Après avoir augmenté en 2012 et 2013, le secteur de l’énergie a enfin enregistré un coup d’arrêt dans ses émissions de gaz carbonique. La nouvelle est d’autant plus encourageante que ces résultats ont été enregistrés alors que l’activité économique est en croissance, une première depuis quarante ans d’après l’Agence internationale de l’énergie.



Source EELV
Les bonne nouvelles sont suffisamment rares pour être soulignées dans le domaine de l’énergie et de la pollution. Les émissions de CO2 du secteur de l’énergie ont enfin arrêté de croitre en 2014. Après deux années consécutives de croissance c’est un début de bonne nouvelle.
 
La situation n’est pourtant pas encore en cours d’amélioration. Si l’on en croit les chiffres de l’Agence internationale de l’énergie (AIE), 32,3 gigatonnes don été de gaz carbonique ont été émises l’an passé, autant qu’en 2013.

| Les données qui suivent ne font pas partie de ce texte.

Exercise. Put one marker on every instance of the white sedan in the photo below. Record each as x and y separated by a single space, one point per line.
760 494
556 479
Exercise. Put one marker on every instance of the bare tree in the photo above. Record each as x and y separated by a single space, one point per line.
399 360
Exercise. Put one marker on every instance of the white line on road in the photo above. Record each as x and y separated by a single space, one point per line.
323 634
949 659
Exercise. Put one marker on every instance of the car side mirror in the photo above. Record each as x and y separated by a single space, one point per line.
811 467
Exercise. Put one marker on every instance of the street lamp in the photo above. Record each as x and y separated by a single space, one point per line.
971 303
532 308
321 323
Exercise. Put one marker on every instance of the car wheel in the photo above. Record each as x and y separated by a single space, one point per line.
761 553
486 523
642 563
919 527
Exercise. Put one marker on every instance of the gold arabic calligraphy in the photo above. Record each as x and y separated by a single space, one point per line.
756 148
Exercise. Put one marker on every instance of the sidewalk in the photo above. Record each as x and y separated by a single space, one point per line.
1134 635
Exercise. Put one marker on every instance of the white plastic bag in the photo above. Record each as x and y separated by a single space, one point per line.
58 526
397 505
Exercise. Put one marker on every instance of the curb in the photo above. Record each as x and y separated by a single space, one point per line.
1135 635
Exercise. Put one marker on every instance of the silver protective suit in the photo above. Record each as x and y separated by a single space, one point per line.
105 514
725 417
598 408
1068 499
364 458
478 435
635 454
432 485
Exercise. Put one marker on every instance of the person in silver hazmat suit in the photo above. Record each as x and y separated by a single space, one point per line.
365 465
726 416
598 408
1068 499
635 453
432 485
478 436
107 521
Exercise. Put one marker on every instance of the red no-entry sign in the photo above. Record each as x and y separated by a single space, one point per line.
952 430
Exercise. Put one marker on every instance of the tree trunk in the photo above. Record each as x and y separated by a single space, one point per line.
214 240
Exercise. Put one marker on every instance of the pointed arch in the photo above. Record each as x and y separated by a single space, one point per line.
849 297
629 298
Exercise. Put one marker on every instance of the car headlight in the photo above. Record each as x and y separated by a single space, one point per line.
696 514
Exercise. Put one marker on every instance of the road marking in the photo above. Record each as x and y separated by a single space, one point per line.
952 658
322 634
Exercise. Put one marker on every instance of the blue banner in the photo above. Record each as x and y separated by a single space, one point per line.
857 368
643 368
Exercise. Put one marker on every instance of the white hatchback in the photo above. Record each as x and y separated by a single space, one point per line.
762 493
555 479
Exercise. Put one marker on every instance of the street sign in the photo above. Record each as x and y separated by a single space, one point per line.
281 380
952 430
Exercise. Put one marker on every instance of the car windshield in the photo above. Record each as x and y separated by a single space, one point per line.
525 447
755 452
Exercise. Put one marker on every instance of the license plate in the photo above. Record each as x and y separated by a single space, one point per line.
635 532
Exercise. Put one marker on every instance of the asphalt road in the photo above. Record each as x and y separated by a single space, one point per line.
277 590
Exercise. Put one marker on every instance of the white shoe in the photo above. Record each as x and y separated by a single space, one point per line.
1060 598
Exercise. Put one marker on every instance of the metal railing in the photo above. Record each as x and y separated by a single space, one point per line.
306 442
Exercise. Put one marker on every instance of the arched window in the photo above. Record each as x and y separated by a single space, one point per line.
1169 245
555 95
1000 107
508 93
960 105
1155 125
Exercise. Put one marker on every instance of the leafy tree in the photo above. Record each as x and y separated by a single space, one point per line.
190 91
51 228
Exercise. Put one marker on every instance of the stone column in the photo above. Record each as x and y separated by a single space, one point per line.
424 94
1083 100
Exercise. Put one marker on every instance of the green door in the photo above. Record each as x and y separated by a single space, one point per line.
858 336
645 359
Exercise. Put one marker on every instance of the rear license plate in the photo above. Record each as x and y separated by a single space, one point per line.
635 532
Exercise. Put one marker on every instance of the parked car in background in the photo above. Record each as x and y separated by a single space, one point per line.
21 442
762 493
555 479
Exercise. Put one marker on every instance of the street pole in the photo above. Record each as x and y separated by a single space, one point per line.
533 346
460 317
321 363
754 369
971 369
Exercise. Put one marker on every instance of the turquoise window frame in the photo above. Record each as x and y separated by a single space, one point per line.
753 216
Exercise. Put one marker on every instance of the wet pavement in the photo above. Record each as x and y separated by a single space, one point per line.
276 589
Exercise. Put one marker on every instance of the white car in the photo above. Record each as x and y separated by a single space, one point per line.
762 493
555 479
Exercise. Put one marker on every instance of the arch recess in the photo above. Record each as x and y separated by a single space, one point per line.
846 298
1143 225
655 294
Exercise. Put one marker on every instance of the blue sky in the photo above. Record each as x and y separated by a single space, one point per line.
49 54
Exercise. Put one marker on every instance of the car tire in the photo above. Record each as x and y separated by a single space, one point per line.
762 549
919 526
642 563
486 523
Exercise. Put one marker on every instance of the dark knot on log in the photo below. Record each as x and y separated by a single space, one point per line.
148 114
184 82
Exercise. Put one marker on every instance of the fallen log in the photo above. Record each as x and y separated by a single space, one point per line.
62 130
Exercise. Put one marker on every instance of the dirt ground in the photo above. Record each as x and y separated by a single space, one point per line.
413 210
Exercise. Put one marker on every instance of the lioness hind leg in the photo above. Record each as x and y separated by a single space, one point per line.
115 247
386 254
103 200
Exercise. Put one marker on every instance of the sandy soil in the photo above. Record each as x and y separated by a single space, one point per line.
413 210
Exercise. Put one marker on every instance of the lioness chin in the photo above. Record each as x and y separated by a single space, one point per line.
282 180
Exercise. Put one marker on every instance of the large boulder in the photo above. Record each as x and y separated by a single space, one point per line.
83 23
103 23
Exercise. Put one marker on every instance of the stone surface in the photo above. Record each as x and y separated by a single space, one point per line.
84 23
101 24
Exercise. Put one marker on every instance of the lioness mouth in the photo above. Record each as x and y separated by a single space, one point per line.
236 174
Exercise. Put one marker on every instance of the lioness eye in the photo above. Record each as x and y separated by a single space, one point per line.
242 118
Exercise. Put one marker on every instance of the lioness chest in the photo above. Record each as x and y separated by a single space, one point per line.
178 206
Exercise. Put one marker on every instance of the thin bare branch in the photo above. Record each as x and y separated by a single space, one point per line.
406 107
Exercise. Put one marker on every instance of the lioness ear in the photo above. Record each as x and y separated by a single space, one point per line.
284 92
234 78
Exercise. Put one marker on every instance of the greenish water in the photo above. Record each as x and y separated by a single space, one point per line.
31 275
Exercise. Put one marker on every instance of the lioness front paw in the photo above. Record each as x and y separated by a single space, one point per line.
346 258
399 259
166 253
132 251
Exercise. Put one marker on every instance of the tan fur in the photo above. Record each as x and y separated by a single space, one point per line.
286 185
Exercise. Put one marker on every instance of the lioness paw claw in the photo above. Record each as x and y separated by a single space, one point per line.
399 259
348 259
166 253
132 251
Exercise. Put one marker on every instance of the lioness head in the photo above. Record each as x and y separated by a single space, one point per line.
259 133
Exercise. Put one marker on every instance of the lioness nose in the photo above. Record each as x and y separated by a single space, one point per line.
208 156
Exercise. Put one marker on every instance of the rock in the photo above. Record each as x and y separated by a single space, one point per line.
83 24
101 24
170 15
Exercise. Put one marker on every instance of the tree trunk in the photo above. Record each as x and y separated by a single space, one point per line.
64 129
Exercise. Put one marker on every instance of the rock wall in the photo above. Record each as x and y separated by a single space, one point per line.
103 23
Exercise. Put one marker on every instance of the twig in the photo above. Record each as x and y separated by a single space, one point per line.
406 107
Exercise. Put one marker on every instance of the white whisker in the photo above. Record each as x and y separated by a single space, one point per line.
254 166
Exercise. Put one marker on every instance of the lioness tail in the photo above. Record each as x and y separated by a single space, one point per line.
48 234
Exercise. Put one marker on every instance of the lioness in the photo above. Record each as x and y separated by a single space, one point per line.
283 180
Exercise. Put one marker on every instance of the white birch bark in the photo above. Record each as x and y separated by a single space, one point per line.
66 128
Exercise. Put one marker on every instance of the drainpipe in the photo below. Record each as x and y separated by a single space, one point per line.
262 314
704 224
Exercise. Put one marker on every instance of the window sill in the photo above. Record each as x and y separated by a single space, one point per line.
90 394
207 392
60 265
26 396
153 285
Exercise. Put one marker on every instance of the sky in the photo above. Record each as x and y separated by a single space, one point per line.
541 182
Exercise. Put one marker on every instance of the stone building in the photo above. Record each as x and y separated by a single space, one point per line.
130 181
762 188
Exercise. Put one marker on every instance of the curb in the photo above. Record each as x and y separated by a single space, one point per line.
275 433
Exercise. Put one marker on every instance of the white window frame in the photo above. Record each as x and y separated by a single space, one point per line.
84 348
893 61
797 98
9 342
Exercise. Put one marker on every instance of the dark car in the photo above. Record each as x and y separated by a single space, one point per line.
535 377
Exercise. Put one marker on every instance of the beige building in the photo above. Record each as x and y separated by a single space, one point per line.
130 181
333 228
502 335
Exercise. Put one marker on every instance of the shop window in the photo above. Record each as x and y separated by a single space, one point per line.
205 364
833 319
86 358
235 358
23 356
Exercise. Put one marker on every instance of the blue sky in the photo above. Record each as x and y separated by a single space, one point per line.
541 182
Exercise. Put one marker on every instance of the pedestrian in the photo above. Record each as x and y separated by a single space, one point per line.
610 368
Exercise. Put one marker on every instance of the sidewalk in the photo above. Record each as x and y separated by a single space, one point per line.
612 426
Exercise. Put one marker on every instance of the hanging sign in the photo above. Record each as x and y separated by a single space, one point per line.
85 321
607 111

Alors que le monde est en croissance économique

En réalité la vraie bonne nouvelle est que ces chiffres sont enregistrés alors qu’en 2014, la situation économique n’était pas en récession. C’est, expliquent les experts, la première fois depuis 40 ans que les émissions stagnent alors que la création de richesse se développe. « Il y a de quoi être optimiste sur les capacités de mobilisation de l’humanité pour lutter contre le changement climatique » explique un responsable de l’AIE, cité par le quotidien Les Echos .
 
« Car on l’oublie souvent, les émissions de C02 ont connu ces dernières décennies beaucoup plus de hauts que de bas. D’abord au début des années 80, alors que l’économie américaine était en pleine récession, secouée par la flambée des cours du baril. Ensuite, en 1991-1992 avec l’effondrement des capacités industrielles des pays du bloc de l’est, ex-Union Soviétique en tête. Enfin, en 2008-2009 avec la crise des subprimes, à l’origine d’une panne généralisée de l’investissement en Occident » continue le quotidien.
 
Ainsi en 2012 et 2013, les émissions ont augmenté avec la reprise économique. Les chiffres de 2014 montrent que la croissance économique ne rime pas forcément avec plus de pollution. Un signe encourageant à quelques mois de la conférence de Paris.